Contohnya, Yesaya selama tiga tahun harus bepergian keluar rumah tanpa mengenakan jubah luar dan kasut--sehingga dianggap seperti "telanjang" menurut tatakrama budaya pada masa itu--sebagai pertanda bahwa Tuhan akan mempermalukan Mesir dan Etiopia yang menjadi andalan Israel (Yes. 20:1-6). Juga Yeremia disuruh mengenakan gandar kayu dengan tali pengikat pada lehernya sebagai alat peraga saat dia harus berbicara kepada para utusan dari raja-raja kafir yang menghadap raja Israel, Zedekia, untuk mengibaratkan beban yang akan ditanggungkan ke atas mereka melalui raja Babel (Yer. 27:1-7). Yehezkiel pun disuruh membuat miniatur kota Yerusalem dengan pasukan-pasukan musuh mengepung kota itu, dan nabi itu harus tidur pada posisi badan sebelah kiri sambil matanya menatap kepada miniatur tersebut selama 390 hari yang melambangkan 390 tahun hukuman yang akan didatangkan ke atas kota itu (Yeh. 4:1-6).

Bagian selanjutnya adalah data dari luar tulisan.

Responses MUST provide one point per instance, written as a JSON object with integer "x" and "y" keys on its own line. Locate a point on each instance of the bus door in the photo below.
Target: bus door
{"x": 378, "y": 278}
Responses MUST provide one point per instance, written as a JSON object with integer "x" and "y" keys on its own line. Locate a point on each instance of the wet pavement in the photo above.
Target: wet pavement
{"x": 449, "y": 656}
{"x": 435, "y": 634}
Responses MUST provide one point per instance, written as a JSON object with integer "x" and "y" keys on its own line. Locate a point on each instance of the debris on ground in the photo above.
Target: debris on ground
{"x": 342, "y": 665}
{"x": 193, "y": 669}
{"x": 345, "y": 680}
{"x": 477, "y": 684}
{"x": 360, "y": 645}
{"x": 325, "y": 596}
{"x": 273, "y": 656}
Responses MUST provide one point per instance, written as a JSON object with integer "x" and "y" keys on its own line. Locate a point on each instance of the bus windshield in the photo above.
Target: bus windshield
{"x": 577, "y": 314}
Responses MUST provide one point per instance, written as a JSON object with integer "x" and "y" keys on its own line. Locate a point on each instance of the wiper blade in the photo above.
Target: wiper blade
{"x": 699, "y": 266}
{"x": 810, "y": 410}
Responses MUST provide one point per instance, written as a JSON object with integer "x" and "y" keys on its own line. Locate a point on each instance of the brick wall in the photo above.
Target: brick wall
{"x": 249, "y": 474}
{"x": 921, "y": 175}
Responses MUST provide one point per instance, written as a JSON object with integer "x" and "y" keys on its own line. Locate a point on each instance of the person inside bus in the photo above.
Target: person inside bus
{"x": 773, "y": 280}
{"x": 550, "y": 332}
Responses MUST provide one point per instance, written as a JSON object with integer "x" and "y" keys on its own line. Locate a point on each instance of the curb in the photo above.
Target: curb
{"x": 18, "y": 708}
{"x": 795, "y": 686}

Pena inspirasi menulis: "Sebagian dari para pemimpin Israel sangat merasa kehilangan gengsi mereka dan berharap bahwa hal ini bisa dipulihkan. Tapi gantinya berbalik dari praktik-praktik yang telah mengakibatkan kelemahan pada kerajaan itu, mereka terus berbuat kelaliman, memuji diri bahwa apabila muncul kesempatan mereka akan meraih kekuasaan politik yang mereka inginkan oleh bersekutu dengan orang kafir...Melalui hamba Tuhan yang muncul di hadapan mezbah di Betel, melalui Elia dan Elisa, melalui Amos dan Hosea, Tuhan telah berulang-ulang menghadapkan kepada sepuluh suku itu kejahatan dari ketidakpatuhan. Tetapi kendati ada teguran dan desakan, Israel terbenam lebih dalam dan semakin merosot dalam kemurtadan" (Ellen G. White, Prophets and Kings, hlm. 281).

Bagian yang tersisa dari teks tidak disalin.